For Barack Obama’s 2008 Presidential run, The National performed their song “Fake Empire,” a commentary on Bush-era politics and the need to move past societal disillusionment. Their following records, released during Obama’s presidency, focused inwards, as frontman Matt Berninger explored how his depression and anxiety affected his loved ones and most importantly, himself. It’s nothing that isn’t equally covered on their latest record, Sleep Well Beast, but this time around it’s accompanied with a more sinister undertone.
Like most of America after the events of the 2016 Presidential election, it makes sense for Obama’s stump-speech rock band to feel like the ground has opened up beneath them. Fear isn’t just an existential musing, as CNN alerts and a rash, spontaneous President have brought the emotion front and center in everyone’s minds. In the dread of a Trump presidency, The National’s music also underwent subtle yet strong alterations, as Berninger flips his usual foreboding thoughts outward, externally affecting the world around him, especially his marriage.
The songs on Sleep Well Beast encompass the breaking point of a failed marriage, as both partners struggle to reclaim what was lost. Berninger pleads for impossible compromise on “Empire Line,” expresses his anxiety on “I’ll Destroy You,” and comes close to defeat on “Guilty Party,” themes that hark back to High Violet‘s “Conversation 16,” but now out of Matt’s head and put into practical use in the real world.

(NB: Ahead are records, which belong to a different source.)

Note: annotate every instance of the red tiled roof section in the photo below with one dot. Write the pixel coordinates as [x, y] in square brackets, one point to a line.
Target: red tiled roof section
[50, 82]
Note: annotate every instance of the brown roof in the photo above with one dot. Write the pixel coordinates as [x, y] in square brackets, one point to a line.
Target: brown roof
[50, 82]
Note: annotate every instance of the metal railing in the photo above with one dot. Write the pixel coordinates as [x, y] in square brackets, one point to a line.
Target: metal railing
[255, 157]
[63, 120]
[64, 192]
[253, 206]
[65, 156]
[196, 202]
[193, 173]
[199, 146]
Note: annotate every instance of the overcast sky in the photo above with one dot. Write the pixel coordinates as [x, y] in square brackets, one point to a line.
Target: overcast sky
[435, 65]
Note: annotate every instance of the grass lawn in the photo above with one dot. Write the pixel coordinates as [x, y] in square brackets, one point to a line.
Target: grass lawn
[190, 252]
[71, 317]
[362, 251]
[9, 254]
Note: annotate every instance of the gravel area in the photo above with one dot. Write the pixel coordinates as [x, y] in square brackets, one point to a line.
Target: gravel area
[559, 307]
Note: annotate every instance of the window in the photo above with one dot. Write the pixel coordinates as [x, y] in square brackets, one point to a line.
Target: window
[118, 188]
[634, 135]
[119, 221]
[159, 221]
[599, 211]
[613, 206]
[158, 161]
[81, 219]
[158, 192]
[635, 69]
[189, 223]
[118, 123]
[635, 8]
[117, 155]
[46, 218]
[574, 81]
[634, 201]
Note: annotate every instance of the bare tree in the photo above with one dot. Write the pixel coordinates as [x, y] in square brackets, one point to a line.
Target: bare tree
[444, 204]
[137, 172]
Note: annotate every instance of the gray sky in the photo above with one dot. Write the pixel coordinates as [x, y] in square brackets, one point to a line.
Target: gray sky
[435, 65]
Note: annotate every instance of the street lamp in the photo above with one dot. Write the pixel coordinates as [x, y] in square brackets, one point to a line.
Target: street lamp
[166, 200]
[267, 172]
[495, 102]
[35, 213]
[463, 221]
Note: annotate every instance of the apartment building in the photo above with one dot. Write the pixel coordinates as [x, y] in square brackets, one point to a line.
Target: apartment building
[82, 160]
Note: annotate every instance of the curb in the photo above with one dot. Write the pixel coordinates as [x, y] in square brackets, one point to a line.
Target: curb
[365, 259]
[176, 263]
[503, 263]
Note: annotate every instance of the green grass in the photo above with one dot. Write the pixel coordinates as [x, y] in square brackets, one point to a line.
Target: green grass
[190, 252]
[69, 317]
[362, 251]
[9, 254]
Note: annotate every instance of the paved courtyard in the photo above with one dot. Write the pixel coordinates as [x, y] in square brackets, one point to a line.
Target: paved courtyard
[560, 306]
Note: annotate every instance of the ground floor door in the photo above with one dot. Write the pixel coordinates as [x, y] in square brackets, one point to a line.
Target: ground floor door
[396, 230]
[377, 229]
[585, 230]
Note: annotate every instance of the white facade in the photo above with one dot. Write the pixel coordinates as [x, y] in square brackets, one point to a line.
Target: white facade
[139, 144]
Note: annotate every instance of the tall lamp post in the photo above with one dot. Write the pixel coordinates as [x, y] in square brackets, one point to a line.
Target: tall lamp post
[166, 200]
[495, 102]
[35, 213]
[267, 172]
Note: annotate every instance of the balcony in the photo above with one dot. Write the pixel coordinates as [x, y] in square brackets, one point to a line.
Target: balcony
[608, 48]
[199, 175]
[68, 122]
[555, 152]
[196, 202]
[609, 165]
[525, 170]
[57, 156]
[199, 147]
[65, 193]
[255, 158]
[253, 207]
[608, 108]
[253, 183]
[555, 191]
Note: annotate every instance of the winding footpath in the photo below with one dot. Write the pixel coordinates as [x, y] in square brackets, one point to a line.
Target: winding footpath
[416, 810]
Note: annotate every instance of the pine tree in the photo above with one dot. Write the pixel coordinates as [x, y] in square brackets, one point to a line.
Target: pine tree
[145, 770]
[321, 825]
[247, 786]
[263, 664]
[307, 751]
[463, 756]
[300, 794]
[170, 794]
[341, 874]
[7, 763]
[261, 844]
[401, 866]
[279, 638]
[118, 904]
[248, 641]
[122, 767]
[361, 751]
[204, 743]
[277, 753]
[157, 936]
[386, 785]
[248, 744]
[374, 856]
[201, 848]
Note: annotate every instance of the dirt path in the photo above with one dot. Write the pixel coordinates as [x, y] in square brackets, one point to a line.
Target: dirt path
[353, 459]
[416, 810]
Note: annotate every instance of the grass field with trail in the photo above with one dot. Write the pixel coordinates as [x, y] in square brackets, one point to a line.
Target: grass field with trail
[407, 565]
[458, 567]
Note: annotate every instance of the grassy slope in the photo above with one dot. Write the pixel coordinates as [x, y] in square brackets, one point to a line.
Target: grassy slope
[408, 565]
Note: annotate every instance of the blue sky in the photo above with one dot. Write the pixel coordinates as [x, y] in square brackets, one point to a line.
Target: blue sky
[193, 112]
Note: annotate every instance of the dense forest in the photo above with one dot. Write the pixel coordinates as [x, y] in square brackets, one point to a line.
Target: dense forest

Ironically enough, the record was co-written, like most of Berninger’s lyrics, with his wife Carin Besser, a previous fiction editor for The New Yorker. In all actuality, their marriage hasn’t fallen apart, and they’re currently living in Venice Beach, CA with their daughter Isla. As Matt once explained in an interview with Independent, “I write sad songs as a way of staying above water,” and what better way to stay above a failed marriage than to the tackle it head on?
The reality of Sleep Well Beast is deeper than its surface, as it portrays how anxiety and fear, two emotions on high in 2017, can affect domestic life. Coupled with experimentations of drum loops and synths, gritty guitars, and some of the most intimately recorded vocals of their entire career, the feel of Sleep Well Beast combines the echoed-back themes of “Fake Empire” with the anxieties of fatherhood and marriage from their previous records High Violet and Trouble Will Find Me. Showcased on the opener “Nobody Else Will Be There,” the band’s strength lies in being heartwarming even in despair, and like all National records, it’s hauntingly beautiful.